2But he answered them, “You see all these, do you not? Truly, I say to you, there will not be left here one stone upon another that will not be thrown down.”
3As he sat on the Mount of Olives, the disciples came to him privately, saying, “Tell us, when will these things be, and what will be the sign of your coming and of the end of the age?”
The most highly contested piece of property in the world is the Temple Mount in Jerusalem. It has been fought over for thousands of years and currently rests in the hands of the Muslims. If this were not the case I am certain that modern day Jews would have already erected another Temple on the sight. It is this piece of property that Jesus uses to initiate a conversation with His Disciple about the End Times. Jesus is just a couple of days from His suffering and death when this teaching takes place. He has finished with the Pharisees and now focuses His attention on the things He wants His Disciples to know before His death. Matthew 24 and 25 deal with those end times. These chapters are prophetic, instructive and meant for the church. He does not waste His time sharing this information with the Pharisees or even the crowds. This is for His followers.
Jesus uses a passing conversation about the Temple to illustrate another truth about His Kingdom. The Temple doesn’t matter anymore. Jesus is bringing radical change and one of those changes is going to concern the reverence for the Temple. How can you rely on something that is going to be completely and utterly destroyed? There are several passages in the Old Testament that prophesy the destruction of the Temple. (1 Kings 9:7-8, Daniel 9:27, and Jeremiah 26:17-18.)
17 Some of the elders of the land stepped forward and said to the entire assembly of people,
18 “Micah of Moresheth prophesied in the days of Hezekiah king of Judah. He told all the people of Judah, ‘This is what the Lord Almighty says: “‘Zion will be plowed like a field, Jerusalem will become a heap of rubble, the temple hill a mound overgrown with thickets.’”

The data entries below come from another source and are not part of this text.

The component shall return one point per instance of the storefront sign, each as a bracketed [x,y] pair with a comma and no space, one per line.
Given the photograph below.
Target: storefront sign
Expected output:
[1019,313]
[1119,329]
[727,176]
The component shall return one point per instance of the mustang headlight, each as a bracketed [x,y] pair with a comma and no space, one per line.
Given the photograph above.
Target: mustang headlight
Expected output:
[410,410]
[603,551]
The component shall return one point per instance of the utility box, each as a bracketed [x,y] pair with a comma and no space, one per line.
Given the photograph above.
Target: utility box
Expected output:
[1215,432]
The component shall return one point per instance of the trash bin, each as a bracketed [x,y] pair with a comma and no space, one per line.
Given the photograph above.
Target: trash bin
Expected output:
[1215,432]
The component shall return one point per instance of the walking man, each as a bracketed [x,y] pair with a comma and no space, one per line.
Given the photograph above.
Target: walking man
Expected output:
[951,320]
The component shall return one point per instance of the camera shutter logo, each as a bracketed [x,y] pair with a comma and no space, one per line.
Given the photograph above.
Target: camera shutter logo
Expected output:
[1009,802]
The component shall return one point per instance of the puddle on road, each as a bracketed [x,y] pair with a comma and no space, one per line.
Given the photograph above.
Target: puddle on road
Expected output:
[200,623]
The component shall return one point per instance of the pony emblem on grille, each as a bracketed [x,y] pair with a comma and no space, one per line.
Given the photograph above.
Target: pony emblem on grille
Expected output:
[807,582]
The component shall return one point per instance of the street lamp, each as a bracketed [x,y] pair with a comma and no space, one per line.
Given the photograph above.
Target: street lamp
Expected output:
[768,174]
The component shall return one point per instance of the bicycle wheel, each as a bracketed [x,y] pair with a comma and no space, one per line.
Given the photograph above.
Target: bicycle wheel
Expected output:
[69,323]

Jesus’ prophecy (as well as Daniel’s, Jeremiah’s, and the writer of Kings) comes to pass in 70ad when the Temple is burned to the ground by the Romans. The fire was so hot that the gold from the dome of the temple melted into the mortar that held the bricks together. When the building cooled, that mortar was chipped apart in order to retrieve the gold; thus not one stone was left upon another. The Temple was never rebuilt by the Jews after that event.
As Jesus teaches His disciples these things He isn’t trying to give them a pre-history lesson. He is helping them understand that the Temple is of no importance anymore. A new age has come and the End Times have begun. With the death of Jesus a whole new era is born. Just as the Old Testament believers looked for the coming of the Messiah, we now look for the return of that same Messiah. Both of us wait – but for the same thing; the Kingdom of God to be fulfilled. Waiting is always, always difficult. But we do not wait alone. Jesus is here with us in every moment waiting for the Father to send Him back to claim His victory for us. His Kingdom is here – but not yet.